Oscar Schmidt
Basketball
This is no sentimental farewell tour for Oscar Schmidt. The fifth and final Olympics are looking a lot like the previous four for international basketball’s most profilic scorer.
“This will be my last national team,” Schmidt said Monday after scoring 32 points in Brazil’s 89-87 loss to Greece. “Our team is in a very big transition period with eight first-time Olympians. My job is to play good … to help these guys recognize what it takes to be a team.”
Schmidt is easy to recognize because he looks all of his 38 years. When he starts shooting, usually from well beyond the 3-point line, people light up in recognition of a master marksman.
“I have lost jump. I have lost quickness. But I have gained more confidence,” he said. “I am practicing very hard. Each of the last 20 days, I have taken over 1,000 shots each day.”
He’s known simply as Oscar. To basketball fans in Europe and South America, it is a name that has meant unequalled success on the offensive end of the court.
After an opening 45-point effort against Puerto Rico, Schmidt was asked if he had thought he could score 40 points in his fifth Olympics.
“Really,” he said with a smile creasing his face, “I thought only 30.”
At 6-foot-8 and 235 pounds Schmidt doesn’t look like a scoring machine. He owns the Olympic record for points in a game with 55 against Spain in 1988.

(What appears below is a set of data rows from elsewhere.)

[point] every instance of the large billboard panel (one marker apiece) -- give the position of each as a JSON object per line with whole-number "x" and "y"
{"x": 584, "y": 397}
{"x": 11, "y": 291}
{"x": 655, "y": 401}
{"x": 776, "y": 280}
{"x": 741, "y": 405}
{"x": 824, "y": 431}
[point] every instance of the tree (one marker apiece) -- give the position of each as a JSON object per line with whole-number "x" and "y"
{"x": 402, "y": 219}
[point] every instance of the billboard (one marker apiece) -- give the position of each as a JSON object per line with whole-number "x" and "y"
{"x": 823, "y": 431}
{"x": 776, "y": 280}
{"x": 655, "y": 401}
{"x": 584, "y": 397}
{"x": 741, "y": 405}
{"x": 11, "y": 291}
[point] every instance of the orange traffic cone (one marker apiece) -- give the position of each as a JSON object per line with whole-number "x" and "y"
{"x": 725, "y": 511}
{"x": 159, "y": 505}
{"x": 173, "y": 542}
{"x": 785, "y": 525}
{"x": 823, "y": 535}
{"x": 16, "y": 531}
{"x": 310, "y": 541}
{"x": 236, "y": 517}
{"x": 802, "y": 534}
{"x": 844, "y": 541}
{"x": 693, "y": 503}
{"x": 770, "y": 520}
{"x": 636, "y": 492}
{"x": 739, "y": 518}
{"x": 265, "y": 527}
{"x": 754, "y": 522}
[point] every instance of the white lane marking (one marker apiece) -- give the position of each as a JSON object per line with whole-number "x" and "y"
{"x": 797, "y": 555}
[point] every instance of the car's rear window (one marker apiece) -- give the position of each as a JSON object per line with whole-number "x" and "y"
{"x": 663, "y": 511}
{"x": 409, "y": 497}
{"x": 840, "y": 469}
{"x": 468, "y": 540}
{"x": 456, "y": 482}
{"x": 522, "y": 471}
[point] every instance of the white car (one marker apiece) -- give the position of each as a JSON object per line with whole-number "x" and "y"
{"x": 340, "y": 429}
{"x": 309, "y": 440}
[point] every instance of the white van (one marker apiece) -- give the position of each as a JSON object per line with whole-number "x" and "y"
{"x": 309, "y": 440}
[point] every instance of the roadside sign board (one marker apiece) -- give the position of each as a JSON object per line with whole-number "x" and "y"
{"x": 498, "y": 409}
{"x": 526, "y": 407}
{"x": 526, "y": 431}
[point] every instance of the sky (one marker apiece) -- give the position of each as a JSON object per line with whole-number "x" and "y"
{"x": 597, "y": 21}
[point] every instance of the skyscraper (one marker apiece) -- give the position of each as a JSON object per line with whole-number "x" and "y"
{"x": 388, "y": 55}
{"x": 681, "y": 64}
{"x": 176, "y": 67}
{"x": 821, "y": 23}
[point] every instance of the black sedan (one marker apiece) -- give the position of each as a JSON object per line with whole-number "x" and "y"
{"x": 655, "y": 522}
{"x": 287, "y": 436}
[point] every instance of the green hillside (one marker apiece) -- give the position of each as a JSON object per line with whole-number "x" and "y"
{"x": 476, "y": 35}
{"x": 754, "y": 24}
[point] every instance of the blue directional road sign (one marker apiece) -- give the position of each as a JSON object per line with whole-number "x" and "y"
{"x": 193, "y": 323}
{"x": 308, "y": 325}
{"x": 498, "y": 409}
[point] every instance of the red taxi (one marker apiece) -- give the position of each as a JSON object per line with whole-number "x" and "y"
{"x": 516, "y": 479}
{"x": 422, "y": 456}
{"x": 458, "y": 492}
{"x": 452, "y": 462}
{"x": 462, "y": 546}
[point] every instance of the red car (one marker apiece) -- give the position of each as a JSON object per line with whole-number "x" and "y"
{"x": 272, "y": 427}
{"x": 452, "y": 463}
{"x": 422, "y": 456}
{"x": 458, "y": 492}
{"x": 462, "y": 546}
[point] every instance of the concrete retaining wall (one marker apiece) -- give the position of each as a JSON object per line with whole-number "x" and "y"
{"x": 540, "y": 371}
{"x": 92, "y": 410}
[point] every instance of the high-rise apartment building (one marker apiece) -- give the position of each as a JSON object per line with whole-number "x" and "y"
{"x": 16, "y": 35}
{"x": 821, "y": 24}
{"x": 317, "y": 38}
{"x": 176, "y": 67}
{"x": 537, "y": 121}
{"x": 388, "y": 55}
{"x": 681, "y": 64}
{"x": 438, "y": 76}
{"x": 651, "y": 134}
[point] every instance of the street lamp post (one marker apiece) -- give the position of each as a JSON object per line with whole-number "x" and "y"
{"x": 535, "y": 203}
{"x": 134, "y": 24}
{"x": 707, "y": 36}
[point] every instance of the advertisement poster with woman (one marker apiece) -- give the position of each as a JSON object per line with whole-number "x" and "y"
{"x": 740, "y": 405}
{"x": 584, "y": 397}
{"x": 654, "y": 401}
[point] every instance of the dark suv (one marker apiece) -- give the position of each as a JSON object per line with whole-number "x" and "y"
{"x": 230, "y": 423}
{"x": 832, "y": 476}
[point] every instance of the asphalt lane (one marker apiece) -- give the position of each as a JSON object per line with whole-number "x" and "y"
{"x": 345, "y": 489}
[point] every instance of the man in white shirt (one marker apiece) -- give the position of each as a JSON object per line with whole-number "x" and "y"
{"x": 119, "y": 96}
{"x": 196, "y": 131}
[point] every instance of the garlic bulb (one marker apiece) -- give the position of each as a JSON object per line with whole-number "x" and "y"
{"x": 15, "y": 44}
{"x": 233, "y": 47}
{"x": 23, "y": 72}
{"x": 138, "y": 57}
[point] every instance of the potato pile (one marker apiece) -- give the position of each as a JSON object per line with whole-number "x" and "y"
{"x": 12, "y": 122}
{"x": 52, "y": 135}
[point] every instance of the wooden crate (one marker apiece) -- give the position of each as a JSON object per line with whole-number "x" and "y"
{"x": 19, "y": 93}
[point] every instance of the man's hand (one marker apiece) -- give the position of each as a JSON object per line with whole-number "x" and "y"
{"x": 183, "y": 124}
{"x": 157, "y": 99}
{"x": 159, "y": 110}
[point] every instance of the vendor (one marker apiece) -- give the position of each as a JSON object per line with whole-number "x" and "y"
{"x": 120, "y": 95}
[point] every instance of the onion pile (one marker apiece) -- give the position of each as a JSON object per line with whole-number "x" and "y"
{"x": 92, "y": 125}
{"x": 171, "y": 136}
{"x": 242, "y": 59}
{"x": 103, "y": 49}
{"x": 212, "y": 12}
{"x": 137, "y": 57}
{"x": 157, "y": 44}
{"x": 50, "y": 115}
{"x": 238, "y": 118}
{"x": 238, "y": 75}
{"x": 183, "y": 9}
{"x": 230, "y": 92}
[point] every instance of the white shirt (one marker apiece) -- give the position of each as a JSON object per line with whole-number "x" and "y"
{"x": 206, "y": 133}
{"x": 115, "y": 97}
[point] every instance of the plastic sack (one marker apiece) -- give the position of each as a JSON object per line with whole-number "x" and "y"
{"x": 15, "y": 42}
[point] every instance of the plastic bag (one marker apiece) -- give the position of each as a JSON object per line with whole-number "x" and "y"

He has trouble remembering being held to less than 20 points in any of his 30-plus Olympic games. He has no trouble recounting his greatest basketball thrill.
“The Pan Am Games,” is all Schmidt answers.
That would be in Indianapolis in 1987, when Schmidt scored 46 points in a victory over the U.S. in the gold medal game and the start of monumental change for international basketball. Five years later, the U.S. roster was filled with NBA stars.